The Search Depth (ef): This is a setting you use during the actual search. It tells the computer how many neighbors to check before it decides it has found the best match. You can turn this up at any time to get better results without having to rebuild your entire database.

Building an HNSW Index

To see how this works, we can use a popular Python library called hnswlib. This is the same code used in the original research to prove how fast the system is. The following example shows how to set up a database and perform a search in just a few lines.

Import the Tools

We start by importing hnswlib to build the graph and numpy to handle the coordinates of our "meaning map."

import hnswlib
import numpy as np

Create the "Meaning Map"

Let's give our items coordinates based on two features: Sweetness and Size. Fruits will have high sweetness and low size, while furniture will have low sweetness and high size.

data_labels = ["Apple", "Banana", "Cherry", "Chair", "Table", "Sofa"]
data_vectors = np.array([
    [0.9, 0.2], # Apple 
    [0.8, 0.3], # Banana
    [0.9, 0.1], # Cherry
    [0.1, 0.7], # Chair
    [0.1, 0.9], # Table
    [0.2, 0.9]  # Sofa 
], dtype=np.float32)

dim = 2 # Only 2 features: Sweetness and Size
num_elements = len(data_vectors)

The data now looks like a list of coordinates. For example, Apple is at [0.9, 0.2].

Choose the Measuring Tape

We initialize the index. We use 'l2' (Euclidean distance) to measure similarity. On our map, this is just a straight line between two points; the shorter the line, the more similar the items are.

p = hnswlib.Index(space='l2', dim=dim)

Build the Highway System

We set the rules for the HNSW structure. M sets the number of connections for each point, and ef_construction tells the system how hard to work to find the best neighbors when first building the "highways."

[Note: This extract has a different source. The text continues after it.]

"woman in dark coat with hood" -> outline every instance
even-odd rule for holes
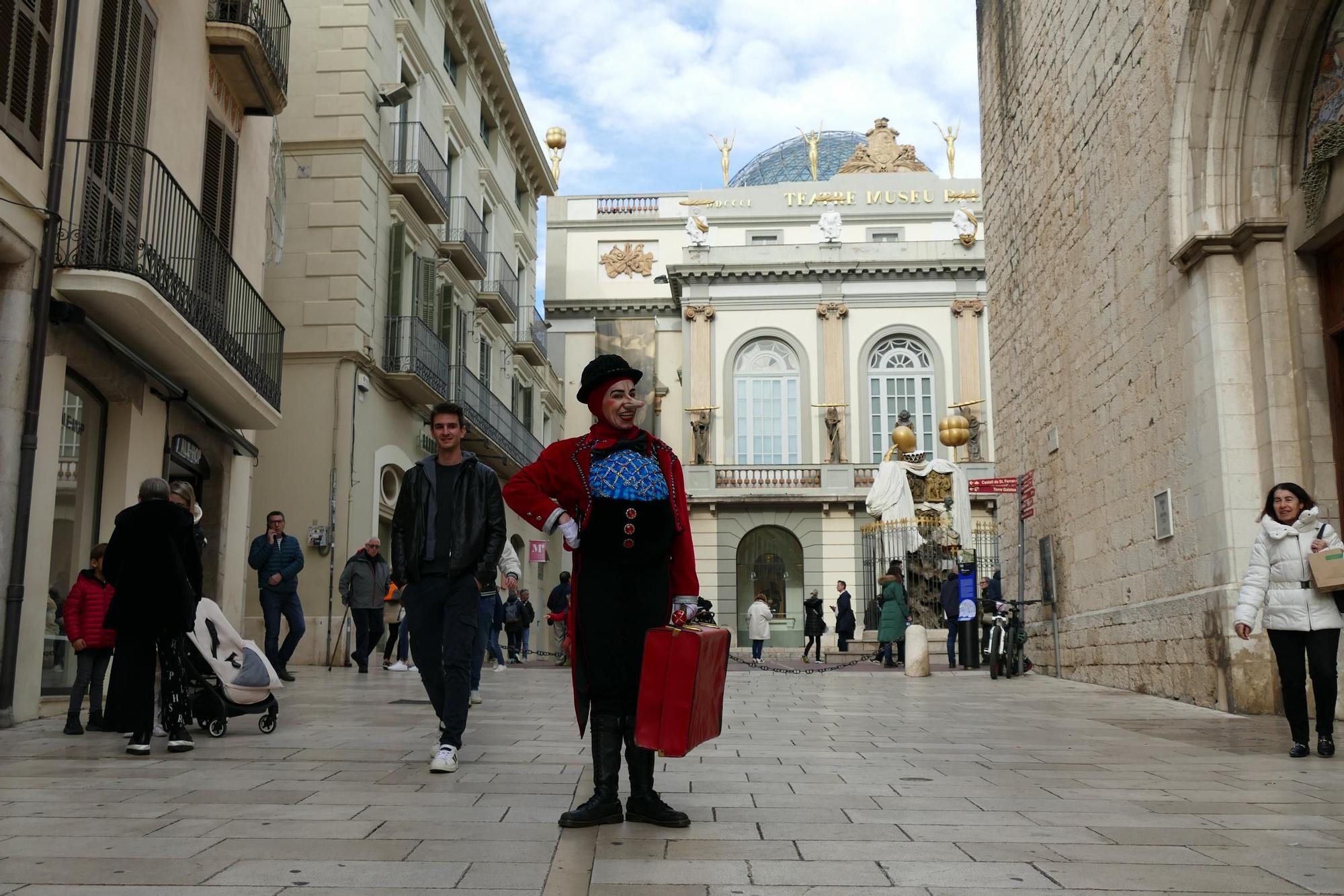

p.init_index(max_elements=num_elements, ef_construction=100, M=16)

Index the Data

This step takes our fruits and furniture and organizes them into layers. The "High-Sweetness" items (fruits) will naturally end up in one neighborhood, while the furniture ends up in another.

p.add_items(data_vectors)

Perform the Search

Now we search for an "Orange". We haven't told the system what an orange is, but we give it the coordinates [0.85, 0.25] (High sweetness, small size). We tell the system to find the 3 closest neighbors.

query_vector = np.array([[0.85, 0.25]], dtype=np.float32)
p.set_ef(10)
labels, distances = p.knn_query(query_vector, k=3)

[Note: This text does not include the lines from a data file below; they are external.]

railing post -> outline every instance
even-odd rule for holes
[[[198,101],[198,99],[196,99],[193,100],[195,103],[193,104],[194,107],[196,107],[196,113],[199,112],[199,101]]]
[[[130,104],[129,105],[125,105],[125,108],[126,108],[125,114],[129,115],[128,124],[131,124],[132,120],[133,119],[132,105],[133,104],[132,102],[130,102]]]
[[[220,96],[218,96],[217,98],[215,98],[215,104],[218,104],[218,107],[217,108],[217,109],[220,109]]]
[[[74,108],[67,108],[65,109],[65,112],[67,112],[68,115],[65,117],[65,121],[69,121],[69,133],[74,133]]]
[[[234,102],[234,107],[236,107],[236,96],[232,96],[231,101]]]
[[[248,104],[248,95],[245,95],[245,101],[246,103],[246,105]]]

The system returns the IDs for Apple, Banana, and Cherry. Even though "Orange" wasn't in our database, HNSW used the highway system to skip past the "Furniture" neighborhood and find the items that lived in the same "Sweet and Small" neighborhood.

here is the layered flow diagram.

In this diagram you can see there are three layers in the graph. The top layer has only a few nodes and the bottom layer has all the nodes. The search starts from the top layer and moves down to the bottom layer.

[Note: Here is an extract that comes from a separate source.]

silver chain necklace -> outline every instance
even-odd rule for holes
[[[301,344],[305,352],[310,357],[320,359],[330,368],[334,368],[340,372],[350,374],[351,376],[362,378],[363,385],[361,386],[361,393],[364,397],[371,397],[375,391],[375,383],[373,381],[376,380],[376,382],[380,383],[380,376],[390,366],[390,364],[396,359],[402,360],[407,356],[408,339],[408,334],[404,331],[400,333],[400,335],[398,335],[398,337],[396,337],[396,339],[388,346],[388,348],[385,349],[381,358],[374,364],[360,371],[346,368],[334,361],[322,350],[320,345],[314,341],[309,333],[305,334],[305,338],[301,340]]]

Realworld Applications of HNSW

The reason this research paper is so influential is that it solved the "scale" problem for some of the most popular technology today. Because HNSW can find a "neighborhood" of similar ideas in milliseconds, it is used in:

AI Chatbots & RAG

When you ask an AI a question, it uses HNSW to search through millions of documents to find the specific paragraphs that contain the answer.

Recommendation Engines

Apps like Spotify or Netflix use this logic to find songs or movies that are "mathematically close" to what you just finished watching.

Image Search

Tools like Google Lens compare the "fingerprint" of your photo against billions of others to find a match instantly.

Fraud Detection

Banks use it to see if a new transaction looks "similar" to known patterns of theft or if it fits your normal "neighborhood" of spending.

Conclusion

Before this paper, we had a difficult choice: we could have a search that was perfectly accurate but incredibly slow, or a search that was fast but broke down as it grew.

Malkov and Yashunin’s HNSW changed that by introducing the "highway" system for data. By accepting a tiny bit of approximation, they gave us a way to search through billions of items in the blink of an eye.